株式会社トータルハードマネージメントサービス
代表取締役 獣医師 佐竹直紀氏

株式会社Guardian
代表取締役 獣医師 伏見康生氏


モデレーター

株式会社ファームノート
プロダクトマネージャー 獣医師 平勇人


<1つ前の記事はこちら>

<モデレーター:平>
それが妊娠率を改善することで、早ければ一年で実現することも可能?


<佐竹先生>
そうなんです。それを乳量だけで実現しようとすると牛が壊れます。おそらく不可能ですし、やろうとすると相当なリスクになります。

でも繁殖を改善するということで、それが大きなリスクを伴わずに大幅な乳量アップが実際に出来てしまうということをまず理解してもらうわけですね。ちょっとここでスライドをご覧ください。

4.png

(データ提供:佐竹先生)



うちのお客さんの資料ということで使わせてもらったんですけれども、とある農場です。
繁殖成績が改善する前は妊娠率12%、改善した後は20%になったんですよ。経産頭数は一緒です。
出荷乳量が結果として1,940tくらいから2,200tくらいになりました。この農場は今年も2,200tを突破しています。

繁殖成績の改善前後で約1,700万円の純利収入差

<佐竹先生>
繁殖成績が改善したことで、変化したであろう収支だけを青色の改善前とオレンジ色の改善後で比べたんですが、この試算の前提条件に関してはここ数年間でほぼ変化がないことが前提での試算です。

その中でこの農場でも改善前と改善後で約1,700万円の純利収入の差があります。
これ純利ですからね?それを一頭当たりの計算で頭数で割ると8万円くらいの収益性が良くなっているということなんですよ。

どうしてそんなことが起こったのか?
繁殖成績が良くなると、それだけ分娩頭数が増える。そうすれば農場の搾乳日数っていうのもどんどんマイナスされていって農場の泌乳曲線がどんどんピークに近くなっていくんです。

そうすることで全く同じエサ、全く同じ管理で、乳量というのは本当に増えます。
元々、繁殖成績がのっていなかった状態だと1頭あたり28キロがいいところなんですよね。
これ以上出そうと思ってエサをあげてもおかしなことがおこります。

だけど繁殖性を改善していった結果、全く同じエサ、全く同じスタッフ、全く同じ管理で36キロくらいまでは軽く伸びます。本当にそれくらいのインパクトがあるんですよね。


<伏見先生>
乳牛っていうのは乳量っていうのが大きく収益に反映されてくると思うんですよね。

和牛にないことって、和牛ってもっと計算簡単なんですけども、ある程度これくらい分娩間隔が短くなったからどれくらいだろうって計算が簡単にできてしまって、劇的な改善っていうのはなかなか難しい所あるので、和牛界からは嫉妬する話題ですね。


<佐竹先生>
逆に難しいところでもあるんですけどね。


<伏見先生>
そうですよね。簡単なミッションではないと思うので、和牛に落とし込むと年1産できているかどうかっていうのはかなり大事なポイントです。

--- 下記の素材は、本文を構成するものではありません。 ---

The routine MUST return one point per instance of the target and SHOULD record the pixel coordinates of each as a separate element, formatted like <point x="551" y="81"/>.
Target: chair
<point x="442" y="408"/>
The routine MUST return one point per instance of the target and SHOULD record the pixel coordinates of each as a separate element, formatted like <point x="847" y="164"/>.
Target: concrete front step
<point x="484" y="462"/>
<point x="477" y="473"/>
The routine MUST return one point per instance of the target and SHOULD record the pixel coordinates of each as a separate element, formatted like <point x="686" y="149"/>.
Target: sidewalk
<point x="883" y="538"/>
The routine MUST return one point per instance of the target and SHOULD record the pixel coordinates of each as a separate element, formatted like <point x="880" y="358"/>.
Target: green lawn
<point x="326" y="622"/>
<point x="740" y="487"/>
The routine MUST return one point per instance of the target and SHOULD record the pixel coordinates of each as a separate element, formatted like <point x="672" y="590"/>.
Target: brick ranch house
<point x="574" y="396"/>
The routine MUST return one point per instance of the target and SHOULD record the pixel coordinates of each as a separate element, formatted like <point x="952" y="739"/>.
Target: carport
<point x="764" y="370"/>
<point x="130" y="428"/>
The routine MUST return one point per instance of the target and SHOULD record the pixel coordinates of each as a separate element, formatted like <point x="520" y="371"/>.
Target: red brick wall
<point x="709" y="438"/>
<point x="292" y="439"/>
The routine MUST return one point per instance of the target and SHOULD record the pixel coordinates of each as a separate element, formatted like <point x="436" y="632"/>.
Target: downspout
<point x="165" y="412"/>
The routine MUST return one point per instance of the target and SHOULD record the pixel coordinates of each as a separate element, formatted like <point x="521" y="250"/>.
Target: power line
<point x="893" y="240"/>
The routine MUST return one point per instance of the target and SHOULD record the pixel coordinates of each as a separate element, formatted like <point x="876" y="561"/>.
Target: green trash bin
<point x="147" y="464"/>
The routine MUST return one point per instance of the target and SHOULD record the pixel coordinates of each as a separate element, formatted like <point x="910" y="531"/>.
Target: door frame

いま妊娠率の話だったんですけど1サイクルが早くできれば、だいたい和牛だとどれくらい儲かるのかというと、もう簡単で2つしかないんですよね。

エサ代、どれくらいかかっているかというと、だいたい和牛で1頭当たり、減価償却や人件費等も含めて規模にもよりますが、ざっと700〜1000円くらいなんですね。差異も含めて40日700円計算で約2万8千円です。

知れてるんですよね、インパクトが。
計算が簡単なので、じゃあ10年かかったら1頭多いだろうとか、2頭多いだろうというのが年になったらどうなるのっていう感じになってきて。やっぱり限界が見えてくるところがあって、それは嫉妬しますね、和牛界から見ると。


<佐竹先生>
和牛は和牛で、難しさがあるんだろうなと思うんですけね。